Wharram Percy deserted medieval village
One of the biggest medieval villages in Britain, Wharram Percy is a sight to behold. It’s one of the best preserved villages we know of – and there have been around 3000 deserted medieval settlings discovered in the UK.
For over 60 years, archaeologists have been learning more about the village and what life must have been like for its residents.
When you visit, make sure you take a look at the fantastic remains of the medieval church, and take time to wander around the foundations of the two manor houses and peasant houses that can still be seen today.
Before you jump in the car and barrel over to the deserted medieval village, make sure you’re prepared. It’s about a ¾ mile walk away from the nearest car park over some steep, and sometimes muddy, terrain. It’s not ideally suited for wheelchairs or pushchairs.
Dogs are very welcome on the site, but they need to be kept on a lead. It’s the Yorkshire Wolds, you never know when stray livestock might wander across your path!
History of Wharram Percy
Wharram Percy was certainly occupied for almost 600 years, though there is evidence to suggest Bronze and Iron Age occupation. The large, Saxon settlement was founded around the 9th or 10th century.
Records of the town can be found in the Doomsday Book. The land was shared between three different owners at the time, Lagnamm, Carli and Ketilbjorn, who historians believe to have Viking ancestry.
The development of the medieval village
The village prospered most during between in the 10th, 11th and 12th century. This is likely a result of the occupation and land ownership of the Percy family at the time. It’s from this family that the site takes its name.
The Percy family began acquiring the land in 1086 after William the Conqueror had confiscated Wharram from Lagnamm, Carli and Ketilbjorn. By 1176, Norman Baron, William de Percy, owned the majority of the village land. Then, in 1254, the last piece of the land was sold to William’s descendant, Peter Percy, giving the Percy family complete ownership of the village.
The Percy bloodline continued to develop the village for many years. They demolished the south manor in favour of a northern building and created more houses. The population increased to around 200 residents.
Wharram Percy’s decline
While remaining prosperous for many years, the village suffered many problems before it was eventually abandoned. In the 1300s, current owner Peter Percy II died without leaving a male heir to take up the management of the land.
Peter II’s eldest daughter, Eustachia, was taken in as a royal ward, which allowed the Crown to manage the land in her stead until she turned 14. In 1327, she took over control of the land. She later married and had a son of her own, but the village had suffered greatly. Large parts of the land were uncultivated and the two watermills were no longer in use.
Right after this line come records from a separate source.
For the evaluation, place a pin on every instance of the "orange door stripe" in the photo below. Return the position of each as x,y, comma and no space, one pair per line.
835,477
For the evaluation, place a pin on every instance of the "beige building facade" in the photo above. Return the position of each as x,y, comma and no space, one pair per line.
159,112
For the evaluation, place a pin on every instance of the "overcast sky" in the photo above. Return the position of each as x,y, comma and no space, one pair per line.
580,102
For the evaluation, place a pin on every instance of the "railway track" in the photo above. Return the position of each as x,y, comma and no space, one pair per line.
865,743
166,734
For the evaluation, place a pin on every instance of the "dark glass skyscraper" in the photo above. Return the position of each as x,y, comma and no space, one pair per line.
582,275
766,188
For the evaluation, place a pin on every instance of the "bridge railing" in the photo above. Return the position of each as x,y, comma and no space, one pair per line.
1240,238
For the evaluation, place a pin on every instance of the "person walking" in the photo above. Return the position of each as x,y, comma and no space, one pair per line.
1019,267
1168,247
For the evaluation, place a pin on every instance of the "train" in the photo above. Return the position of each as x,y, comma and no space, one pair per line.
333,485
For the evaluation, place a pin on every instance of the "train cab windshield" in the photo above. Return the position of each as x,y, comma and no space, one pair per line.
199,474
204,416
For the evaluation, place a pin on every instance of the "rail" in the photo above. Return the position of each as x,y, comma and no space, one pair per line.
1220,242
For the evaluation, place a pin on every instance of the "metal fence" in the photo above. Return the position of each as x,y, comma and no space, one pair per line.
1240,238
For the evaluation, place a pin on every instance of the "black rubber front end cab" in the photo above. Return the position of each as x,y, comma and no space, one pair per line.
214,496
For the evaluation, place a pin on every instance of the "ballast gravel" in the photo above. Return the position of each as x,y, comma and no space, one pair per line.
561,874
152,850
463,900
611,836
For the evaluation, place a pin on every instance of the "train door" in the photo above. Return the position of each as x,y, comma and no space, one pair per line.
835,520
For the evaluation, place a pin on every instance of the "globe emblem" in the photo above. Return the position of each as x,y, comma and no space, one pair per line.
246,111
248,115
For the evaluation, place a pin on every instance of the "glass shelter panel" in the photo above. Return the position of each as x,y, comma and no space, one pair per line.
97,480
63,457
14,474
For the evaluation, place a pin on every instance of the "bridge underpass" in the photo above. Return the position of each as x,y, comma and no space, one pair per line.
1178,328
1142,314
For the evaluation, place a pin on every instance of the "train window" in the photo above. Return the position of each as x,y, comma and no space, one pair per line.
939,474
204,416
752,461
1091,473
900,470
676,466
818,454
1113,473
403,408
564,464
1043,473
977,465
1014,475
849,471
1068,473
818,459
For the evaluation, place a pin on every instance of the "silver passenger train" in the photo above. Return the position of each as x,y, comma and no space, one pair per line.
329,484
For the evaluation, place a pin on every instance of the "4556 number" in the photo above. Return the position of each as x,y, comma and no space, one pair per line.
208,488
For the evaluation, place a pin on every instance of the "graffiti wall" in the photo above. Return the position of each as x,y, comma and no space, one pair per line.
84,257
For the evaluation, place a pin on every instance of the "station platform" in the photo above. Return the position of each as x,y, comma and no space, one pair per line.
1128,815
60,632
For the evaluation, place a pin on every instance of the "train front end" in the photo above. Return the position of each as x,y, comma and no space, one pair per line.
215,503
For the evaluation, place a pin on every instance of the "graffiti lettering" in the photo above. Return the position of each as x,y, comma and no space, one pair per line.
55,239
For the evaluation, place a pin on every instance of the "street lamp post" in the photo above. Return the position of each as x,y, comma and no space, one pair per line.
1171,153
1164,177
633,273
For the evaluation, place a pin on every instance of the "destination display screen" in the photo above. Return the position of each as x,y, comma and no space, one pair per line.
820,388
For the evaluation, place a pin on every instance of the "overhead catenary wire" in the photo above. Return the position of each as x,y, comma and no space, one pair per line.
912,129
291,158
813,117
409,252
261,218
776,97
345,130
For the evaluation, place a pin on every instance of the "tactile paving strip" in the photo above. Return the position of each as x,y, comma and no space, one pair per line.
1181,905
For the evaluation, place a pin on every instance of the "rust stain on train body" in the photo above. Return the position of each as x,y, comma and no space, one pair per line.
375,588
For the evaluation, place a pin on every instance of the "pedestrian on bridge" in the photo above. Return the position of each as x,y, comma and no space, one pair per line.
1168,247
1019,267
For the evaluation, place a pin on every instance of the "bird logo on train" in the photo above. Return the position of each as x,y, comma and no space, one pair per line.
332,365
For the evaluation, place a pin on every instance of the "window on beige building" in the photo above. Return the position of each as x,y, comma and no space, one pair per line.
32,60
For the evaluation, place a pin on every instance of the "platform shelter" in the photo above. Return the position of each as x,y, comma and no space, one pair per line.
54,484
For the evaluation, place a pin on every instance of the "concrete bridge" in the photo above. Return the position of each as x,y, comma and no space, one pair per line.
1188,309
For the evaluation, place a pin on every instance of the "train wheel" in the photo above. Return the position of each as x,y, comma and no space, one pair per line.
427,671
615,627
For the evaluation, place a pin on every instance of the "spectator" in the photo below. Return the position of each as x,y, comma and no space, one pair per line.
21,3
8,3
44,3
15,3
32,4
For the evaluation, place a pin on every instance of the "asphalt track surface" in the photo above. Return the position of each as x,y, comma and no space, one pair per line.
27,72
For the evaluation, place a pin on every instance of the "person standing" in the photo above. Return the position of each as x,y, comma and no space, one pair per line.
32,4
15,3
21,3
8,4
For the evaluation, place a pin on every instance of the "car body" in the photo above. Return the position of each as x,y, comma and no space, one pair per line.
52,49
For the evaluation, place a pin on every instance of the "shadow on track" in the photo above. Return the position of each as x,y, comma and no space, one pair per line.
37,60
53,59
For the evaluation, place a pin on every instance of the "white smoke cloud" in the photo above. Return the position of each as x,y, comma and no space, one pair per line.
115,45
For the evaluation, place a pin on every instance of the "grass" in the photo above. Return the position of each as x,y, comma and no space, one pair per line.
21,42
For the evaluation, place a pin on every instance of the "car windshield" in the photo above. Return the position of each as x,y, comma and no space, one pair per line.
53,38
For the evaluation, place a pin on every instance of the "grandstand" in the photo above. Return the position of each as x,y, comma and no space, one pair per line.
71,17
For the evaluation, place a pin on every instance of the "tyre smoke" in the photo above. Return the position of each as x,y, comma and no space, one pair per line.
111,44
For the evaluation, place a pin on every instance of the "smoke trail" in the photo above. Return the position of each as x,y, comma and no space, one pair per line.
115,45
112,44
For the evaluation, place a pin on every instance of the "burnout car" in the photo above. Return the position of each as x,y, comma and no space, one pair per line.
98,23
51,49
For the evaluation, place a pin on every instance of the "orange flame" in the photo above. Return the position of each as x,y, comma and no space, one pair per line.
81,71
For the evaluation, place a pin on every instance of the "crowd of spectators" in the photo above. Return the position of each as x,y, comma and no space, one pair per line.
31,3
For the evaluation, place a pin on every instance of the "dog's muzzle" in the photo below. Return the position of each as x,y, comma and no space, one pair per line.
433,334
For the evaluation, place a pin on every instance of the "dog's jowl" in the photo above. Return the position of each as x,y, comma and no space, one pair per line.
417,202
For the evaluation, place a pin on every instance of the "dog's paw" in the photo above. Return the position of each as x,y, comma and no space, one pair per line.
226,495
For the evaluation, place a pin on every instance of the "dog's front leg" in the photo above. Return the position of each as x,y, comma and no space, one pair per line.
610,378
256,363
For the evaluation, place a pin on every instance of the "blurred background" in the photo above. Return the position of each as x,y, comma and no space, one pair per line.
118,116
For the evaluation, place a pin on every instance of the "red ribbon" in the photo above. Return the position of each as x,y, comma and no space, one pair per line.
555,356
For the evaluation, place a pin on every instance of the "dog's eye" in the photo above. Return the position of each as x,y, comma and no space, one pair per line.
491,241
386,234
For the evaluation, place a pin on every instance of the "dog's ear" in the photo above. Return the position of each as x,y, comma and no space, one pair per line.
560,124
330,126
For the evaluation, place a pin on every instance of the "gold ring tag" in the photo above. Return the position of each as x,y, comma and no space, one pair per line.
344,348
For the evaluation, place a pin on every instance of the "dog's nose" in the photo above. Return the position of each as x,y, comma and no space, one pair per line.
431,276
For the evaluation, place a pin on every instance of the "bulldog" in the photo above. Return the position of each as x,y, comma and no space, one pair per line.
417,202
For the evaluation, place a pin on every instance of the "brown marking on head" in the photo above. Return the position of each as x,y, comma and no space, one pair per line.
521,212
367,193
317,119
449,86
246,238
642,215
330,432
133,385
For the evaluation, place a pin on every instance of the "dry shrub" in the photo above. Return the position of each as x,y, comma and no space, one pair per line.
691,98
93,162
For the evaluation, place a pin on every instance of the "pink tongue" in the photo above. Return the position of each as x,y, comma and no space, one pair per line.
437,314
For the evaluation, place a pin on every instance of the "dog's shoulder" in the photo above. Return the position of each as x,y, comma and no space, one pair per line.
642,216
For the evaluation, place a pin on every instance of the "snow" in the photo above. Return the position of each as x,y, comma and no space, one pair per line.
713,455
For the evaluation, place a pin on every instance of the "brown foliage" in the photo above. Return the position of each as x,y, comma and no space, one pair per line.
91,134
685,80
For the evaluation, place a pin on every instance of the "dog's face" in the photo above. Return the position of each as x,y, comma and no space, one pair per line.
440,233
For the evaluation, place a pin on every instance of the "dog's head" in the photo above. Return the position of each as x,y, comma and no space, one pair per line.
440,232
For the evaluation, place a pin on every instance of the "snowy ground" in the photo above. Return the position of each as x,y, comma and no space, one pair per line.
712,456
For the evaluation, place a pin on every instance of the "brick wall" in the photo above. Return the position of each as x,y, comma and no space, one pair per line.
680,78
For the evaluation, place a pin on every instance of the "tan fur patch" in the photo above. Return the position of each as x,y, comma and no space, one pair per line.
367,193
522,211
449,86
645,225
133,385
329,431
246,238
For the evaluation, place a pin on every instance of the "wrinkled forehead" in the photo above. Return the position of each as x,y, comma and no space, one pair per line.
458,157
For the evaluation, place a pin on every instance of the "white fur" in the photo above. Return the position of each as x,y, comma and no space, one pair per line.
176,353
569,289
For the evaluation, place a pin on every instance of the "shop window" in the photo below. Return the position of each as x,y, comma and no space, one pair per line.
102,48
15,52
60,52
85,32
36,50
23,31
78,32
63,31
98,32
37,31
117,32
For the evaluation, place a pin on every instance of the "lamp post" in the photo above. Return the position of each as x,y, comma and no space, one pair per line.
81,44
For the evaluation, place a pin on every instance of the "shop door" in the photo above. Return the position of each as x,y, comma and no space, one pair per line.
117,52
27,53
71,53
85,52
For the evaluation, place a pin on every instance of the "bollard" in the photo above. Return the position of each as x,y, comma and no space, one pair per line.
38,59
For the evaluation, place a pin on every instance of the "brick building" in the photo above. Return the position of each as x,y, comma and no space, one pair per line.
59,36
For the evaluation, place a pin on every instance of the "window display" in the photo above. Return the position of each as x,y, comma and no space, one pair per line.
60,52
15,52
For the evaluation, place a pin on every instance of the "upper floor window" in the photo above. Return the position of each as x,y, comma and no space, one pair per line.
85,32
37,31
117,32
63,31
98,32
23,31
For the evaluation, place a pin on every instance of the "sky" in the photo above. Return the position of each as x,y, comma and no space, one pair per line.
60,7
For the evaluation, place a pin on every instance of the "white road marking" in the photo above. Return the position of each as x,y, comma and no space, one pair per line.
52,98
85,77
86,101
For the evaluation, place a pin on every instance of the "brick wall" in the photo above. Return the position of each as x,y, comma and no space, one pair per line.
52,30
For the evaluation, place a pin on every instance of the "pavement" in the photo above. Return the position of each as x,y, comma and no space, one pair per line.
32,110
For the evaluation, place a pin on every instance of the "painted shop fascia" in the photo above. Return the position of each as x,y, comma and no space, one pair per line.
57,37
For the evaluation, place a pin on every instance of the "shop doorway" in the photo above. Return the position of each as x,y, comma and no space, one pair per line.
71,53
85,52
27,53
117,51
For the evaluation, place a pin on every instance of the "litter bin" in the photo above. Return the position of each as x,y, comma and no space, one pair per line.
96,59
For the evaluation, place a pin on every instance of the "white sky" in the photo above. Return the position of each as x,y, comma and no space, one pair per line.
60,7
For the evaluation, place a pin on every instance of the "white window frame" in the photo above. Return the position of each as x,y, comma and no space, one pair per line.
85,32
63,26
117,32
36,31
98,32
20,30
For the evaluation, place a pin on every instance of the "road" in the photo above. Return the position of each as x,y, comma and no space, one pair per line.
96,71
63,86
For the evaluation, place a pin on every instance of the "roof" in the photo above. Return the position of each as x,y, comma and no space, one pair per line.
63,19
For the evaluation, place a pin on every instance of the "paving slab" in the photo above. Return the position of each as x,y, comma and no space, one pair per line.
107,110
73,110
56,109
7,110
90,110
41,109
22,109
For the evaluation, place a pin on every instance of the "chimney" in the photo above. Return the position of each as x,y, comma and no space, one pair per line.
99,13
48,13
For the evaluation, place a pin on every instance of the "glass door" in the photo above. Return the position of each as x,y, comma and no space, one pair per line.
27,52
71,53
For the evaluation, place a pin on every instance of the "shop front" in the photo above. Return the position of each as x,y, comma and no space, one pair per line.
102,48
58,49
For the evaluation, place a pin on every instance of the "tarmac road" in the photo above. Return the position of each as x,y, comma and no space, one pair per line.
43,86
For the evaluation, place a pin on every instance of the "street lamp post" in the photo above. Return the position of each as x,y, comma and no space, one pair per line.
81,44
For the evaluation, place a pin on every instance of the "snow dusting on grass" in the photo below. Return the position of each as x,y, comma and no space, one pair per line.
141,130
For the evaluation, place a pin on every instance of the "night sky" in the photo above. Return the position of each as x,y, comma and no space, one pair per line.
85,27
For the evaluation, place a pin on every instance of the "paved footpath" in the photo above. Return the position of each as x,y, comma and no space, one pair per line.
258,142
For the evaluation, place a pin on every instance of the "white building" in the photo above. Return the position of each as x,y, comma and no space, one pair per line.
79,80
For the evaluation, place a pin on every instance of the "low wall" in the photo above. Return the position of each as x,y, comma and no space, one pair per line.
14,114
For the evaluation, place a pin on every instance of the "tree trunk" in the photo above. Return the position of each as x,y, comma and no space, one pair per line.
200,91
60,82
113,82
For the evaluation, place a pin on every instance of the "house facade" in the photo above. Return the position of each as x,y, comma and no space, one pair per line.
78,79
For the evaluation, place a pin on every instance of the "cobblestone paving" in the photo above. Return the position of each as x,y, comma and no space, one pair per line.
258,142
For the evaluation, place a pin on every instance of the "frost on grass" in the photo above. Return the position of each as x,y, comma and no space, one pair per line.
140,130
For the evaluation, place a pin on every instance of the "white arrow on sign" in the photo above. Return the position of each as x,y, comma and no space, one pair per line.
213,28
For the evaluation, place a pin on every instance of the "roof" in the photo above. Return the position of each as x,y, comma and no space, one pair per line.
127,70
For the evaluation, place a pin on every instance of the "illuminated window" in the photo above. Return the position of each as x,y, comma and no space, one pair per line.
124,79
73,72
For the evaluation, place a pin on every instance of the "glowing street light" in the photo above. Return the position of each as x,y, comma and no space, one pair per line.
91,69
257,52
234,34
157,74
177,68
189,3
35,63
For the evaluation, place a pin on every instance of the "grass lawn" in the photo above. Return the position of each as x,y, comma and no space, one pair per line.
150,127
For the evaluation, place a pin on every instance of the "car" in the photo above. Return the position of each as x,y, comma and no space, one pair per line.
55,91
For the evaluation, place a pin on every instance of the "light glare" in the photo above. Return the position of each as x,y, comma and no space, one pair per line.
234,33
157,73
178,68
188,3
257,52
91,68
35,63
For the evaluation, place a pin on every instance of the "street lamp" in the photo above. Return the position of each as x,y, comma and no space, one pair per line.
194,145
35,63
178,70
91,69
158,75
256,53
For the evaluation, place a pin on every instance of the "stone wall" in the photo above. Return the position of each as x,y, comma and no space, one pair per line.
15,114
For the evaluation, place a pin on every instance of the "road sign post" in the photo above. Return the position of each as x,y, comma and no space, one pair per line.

After the death of Eustachia’s husband and son, the land passed to a distant relative in 1367. Henry Percy from Spofforth took control, and although no Percy was in residence, the village began to improve. Up to 30 houses were lived in, land was cultivated once more, fishing brought income to the village and one watermill started turning again.
The end of Wharram Percy
The Spofforth Percy family branch later sold the land to Baron William Hilton. As the price of wool began to rise throughout the country, Hilton evicted families and destroyed their houses to make room for more sheep in the 1500s. That signalled the end of village life.
A large farmhouse was built in 1674 and, with several demolitions and remodels, has stood on approximately on that spot ever since. In 1850, the building was converted into labourers cottages which were occupied until 1976.
Wharram Percy deserted medieval village is a fantasic place to visit. It’s cared for by the English Heritage, but the site is free to all.
You’ll find it at: Centenary Way, Wharram-le-Street, Malton, North Yorkshire, YO17 9TD.